Maximum Product of Word

Given a string array

words

, find the maximum value of

length(word[i]) * length(word[j])

where the two words do not share common letters. You may assume that each word will contain only lower case letters. If no such two words exist, return 0.

Example 1:

Given

["abcw", "baz", "foo", "bar", "xtfn", "abcdef"]

Return

16

The two words can be

"abcw", "xtfn"

.

Example 2:

Given

["a", "ab", "abc", "d", "cd", "bcd", "abcd"]

Return

4

The two words can be

"ab", "cd"

.

Example 3:

Given

["a", "aa", "aaa", "aaaa"]

Return

0

No such pair of words.

Analyse: As seeing this problem, I first think of brute force. For each word in the array, find other words don't share common words with it.
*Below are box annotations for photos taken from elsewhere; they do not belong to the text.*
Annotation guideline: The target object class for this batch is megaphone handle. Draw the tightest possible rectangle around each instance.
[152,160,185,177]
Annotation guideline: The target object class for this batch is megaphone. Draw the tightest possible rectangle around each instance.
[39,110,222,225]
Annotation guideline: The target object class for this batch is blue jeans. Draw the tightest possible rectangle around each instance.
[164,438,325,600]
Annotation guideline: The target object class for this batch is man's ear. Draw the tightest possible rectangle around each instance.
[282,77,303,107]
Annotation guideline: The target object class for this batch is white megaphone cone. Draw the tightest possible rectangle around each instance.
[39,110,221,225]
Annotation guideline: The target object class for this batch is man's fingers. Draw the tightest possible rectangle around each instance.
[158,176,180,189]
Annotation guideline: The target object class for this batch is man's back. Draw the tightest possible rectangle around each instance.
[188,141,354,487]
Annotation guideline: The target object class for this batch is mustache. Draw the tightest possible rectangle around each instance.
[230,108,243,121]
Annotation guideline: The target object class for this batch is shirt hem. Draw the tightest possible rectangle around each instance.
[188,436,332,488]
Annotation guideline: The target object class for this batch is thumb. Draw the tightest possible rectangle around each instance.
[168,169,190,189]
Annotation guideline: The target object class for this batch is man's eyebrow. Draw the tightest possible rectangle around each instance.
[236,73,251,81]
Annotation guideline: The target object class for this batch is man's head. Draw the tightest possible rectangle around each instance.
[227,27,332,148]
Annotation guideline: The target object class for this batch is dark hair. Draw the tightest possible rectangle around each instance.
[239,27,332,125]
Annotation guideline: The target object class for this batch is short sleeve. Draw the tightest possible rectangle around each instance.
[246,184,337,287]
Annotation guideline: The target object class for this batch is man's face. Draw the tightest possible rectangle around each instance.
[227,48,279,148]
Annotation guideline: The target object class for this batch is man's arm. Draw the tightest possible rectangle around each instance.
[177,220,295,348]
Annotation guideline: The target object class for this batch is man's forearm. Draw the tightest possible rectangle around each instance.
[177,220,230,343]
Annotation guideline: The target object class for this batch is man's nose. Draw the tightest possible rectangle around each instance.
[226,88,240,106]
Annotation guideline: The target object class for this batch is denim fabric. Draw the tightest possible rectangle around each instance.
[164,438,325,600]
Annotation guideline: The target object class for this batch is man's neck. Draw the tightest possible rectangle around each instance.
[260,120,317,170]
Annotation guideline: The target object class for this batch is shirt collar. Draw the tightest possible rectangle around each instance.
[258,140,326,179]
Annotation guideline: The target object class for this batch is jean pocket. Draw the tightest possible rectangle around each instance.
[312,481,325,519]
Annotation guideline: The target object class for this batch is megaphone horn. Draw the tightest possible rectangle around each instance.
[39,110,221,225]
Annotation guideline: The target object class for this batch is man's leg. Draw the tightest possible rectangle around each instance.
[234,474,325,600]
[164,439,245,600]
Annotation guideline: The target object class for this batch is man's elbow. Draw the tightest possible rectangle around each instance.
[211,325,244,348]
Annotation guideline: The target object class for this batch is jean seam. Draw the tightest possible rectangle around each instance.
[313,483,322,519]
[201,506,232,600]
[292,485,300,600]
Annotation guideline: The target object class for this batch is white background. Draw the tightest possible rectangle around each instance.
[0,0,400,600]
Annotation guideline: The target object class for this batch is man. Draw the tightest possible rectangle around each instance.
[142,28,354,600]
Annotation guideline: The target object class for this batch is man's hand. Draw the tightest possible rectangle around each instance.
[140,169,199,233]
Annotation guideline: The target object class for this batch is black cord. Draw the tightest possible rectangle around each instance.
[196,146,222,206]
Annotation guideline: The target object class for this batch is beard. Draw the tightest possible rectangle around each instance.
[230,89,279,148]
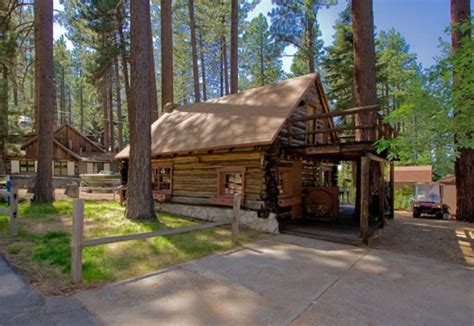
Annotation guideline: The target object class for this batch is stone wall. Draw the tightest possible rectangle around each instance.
[155,203,278,234]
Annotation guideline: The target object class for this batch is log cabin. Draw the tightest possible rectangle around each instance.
[116,73,393,242]
[10,123,118,177]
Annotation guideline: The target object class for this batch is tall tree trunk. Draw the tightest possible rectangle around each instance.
[306,12,316,73]
[230,0,239,94]
[67,86,72,124]
[259,31,265,86]
[352,0,377,141]
[451,0,474,222]
[126,1,156,219]
[79,69,84,134]
[118,16,133,121]
[107,69,115,153]
[0,64,9,173]
[161,0,173,110]
[59,66,66,124]
[199,31,207,101]
[188,0,201,102]
[221,35,229,95]
[219,40,224,96]
[33,0,55,202]
[100,73,110,152]
[114,58,123,150]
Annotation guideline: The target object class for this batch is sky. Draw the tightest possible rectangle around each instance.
[54,0,462,72]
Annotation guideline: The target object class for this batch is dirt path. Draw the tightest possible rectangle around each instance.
[370,211,474,267]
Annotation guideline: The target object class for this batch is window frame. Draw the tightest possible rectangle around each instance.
[18,160,36,174]
[53,160,68,177]
[209,167,247,206]
[278,167,293,198]
[151,162,173,195]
Time exceeded.

class Solution {
public:
int maxProduct(vector<string>& words) {
int result = 0;
if(words.size() < 2) return result;

for(int i = 0; i < words.size(); i++){
for(int j = i + 1; j < words.size(); j++){
if(!hasCommon(words[i], words[j])){
int temp = (words[i].length()) * (words[j].length());
result = max(result, temp);
}
}
}
return result;
}

bool hasCommon(string s1, string s2){
if(s1.empty() || s2.empty()) return false;

for(int i = 0; i < s1.length(); i++){
for(int j = 0; j < s2.length(); j++){
if(s2[j] == s1[i])
return true;
}
}
return false;
}
};

Of course it will exceed time limit because the time complexity is O(n^4)....

Below I'll give a O(n^2) solution.

class Solution {
public:
int maxProduct(vector<string>& words) {
if(words.size() < 2) return 0;

int result = 0;
vector<int> bits(words.size(), 0);
for(int i = 0; i < words.size(); i++){
for(int j = 0; j < words[i].size(); j++)
bits[i] |= 1 << (words[i][j] - 'a');
}

for(int i = 0; i < words.size(); i++){
for(int j = i; j < words.size(); j++){
if(!(bits[j] & bits[i])){
int temp = words[i].length() * words[j].length();
result = max(result, temp);
}
}
}
return result;
}
};